El Ibex 35 cerró la sesión desinflando algo los niveles mantenidos durante gran parte de la sesión. De hecho, aunque en varias ocasiones ha conseguido confirmarse por encima de los 11.200 puntos, el cierre lo ha marcado en los 11.187 puntos tras una revalorización del 0,68%. Sin embargo, lo que necesita el Ibex 35, según los expertos es romper los 11.200 puntos, lo que le daría la posibilidad de plantear los 12.000 puntos, objetivo del hombro-cabeza- hombro invertido, explica José Luis Cárpatos, analista independiente en su
video análisis semanal.



Pues bien, si la ruptura tenía que llegar de la mano de los grandes, desde luego que hoy lo han intentado. Especialmente los dos grandes bancos que se han instalado en los primeros puestos, con subidas de más del 1,5%, hasta los 9,7100 euros en el caso de BBVA 
y los 7,8580 euros por parte de Banco Santander.

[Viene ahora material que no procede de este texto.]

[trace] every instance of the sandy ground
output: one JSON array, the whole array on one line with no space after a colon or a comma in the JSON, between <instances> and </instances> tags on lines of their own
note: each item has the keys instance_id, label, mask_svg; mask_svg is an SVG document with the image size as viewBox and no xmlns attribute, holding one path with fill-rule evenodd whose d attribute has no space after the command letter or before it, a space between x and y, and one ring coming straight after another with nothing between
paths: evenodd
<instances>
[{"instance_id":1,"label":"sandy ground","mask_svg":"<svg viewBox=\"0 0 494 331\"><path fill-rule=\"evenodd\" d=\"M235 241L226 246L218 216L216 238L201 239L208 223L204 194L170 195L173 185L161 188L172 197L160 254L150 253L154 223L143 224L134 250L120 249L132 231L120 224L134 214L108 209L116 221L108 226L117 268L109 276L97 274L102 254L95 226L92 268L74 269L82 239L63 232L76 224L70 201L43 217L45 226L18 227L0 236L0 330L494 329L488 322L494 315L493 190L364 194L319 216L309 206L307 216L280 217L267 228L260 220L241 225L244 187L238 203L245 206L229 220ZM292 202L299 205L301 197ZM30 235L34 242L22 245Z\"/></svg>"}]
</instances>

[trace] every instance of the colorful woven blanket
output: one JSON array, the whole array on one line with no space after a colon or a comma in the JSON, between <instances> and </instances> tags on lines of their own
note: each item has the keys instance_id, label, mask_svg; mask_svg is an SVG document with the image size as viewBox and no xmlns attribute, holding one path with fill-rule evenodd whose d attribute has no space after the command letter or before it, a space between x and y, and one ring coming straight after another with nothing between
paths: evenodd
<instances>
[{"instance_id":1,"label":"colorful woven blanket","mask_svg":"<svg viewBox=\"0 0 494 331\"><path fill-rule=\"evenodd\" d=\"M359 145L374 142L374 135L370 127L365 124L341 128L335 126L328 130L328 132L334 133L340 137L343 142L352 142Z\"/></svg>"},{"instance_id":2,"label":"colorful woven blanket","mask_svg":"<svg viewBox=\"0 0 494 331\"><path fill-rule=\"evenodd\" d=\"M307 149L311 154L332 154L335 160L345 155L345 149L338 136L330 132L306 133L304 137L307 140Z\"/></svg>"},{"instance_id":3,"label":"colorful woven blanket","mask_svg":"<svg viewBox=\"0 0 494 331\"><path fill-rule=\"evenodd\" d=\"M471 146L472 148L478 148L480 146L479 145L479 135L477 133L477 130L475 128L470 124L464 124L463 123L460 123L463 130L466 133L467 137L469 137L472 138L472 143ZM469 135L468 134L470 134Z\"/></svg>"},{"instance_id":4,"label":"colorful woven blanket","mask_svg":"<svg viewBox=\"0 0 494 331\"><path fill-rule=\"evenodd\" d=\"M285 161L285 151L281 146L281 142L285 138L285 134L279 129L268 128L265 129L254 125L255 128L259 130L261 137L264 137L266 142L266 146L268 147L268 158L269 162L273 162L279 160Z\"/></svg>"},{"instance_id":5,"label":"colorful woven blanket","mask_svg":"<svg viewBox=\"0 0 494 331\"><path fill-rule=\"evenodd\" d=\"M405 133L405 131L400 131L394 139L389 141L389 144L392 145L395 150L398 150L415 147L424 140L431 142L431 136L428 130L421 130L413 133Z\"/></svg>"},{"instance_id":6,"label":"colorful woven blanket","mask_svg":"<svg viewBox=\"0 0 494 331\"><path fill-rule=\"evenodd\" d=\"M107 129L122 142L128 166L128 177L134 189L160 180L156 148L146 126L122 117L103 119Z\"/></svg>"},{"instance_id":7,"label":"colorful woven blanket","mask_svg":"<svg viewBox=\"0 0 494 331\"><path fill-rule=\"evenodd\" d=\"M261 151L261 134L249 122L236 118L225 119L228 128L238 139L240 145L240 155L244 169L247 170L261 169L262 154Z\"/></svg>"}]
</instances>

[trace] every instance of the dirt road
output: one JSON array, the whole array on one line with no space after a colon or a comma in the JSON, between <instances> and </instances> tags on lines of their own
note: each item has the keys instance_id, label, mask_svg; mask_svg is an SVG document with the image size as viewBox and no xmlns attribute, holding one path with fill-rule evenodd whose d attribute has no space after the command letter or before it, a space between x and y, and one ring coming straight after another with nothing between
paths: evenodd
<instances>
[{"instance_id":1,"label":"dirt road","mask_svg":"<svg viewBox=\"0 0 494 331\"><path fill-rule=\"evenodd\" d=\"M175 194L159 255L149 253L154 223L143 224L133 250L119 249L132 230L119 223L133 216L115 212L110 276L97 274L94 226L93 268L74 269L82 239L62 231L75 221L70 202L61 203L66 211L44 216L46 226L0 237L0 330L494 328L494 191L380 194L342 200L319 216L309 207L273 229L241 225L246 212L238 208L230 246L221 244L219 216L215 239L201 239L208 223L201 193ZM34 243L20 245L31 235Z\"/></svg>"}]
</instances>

Subidas que sólo fueron superadas por Inditex, Acciona y OHL. La constructora subió más de cuatro puntos porcentuales y se colocó en los 34,1650 euros. Ayer conocíamos que la compañía, junto a ACS y Acciona a través de sus respectivos consorcios, han presentado una puja por el proyecto de alta velocidad de Noruega, valorado en más de 3.100 millones. Por su parte, las acciones de Inditex elevaron en un 1.6% su precio, con lo que mañana comenzará a cotizar desde los 113,00 euros.

Sin embargo la banca mediana, que fue la que más subió en los inicios de la jornada, se desinfló según fue pasando la misma. De hecho, Banco Sabadell fue la única que se mantuvo en positivo con subidas del 0,23%, hasta los 2,6550 euros. Bankinter cerró ligeramente en negativo y marcó en los 6,0330 euros su último precio. Las acciones de Caixabank se dejaron tres décimas, hasta los 4,6520 euros en tanto que Banco Popular cerró en los 5,3550 euros. Por su parte, Bankia descontó algo más del 1,6% de su cotización, con lo que mañana arrancará desde los 1,4750 euros.

Números rojos que sólo fueron superados por Mediaset que, al ritmo del 3,17%, marcó en los 8,4900 euros su último precio.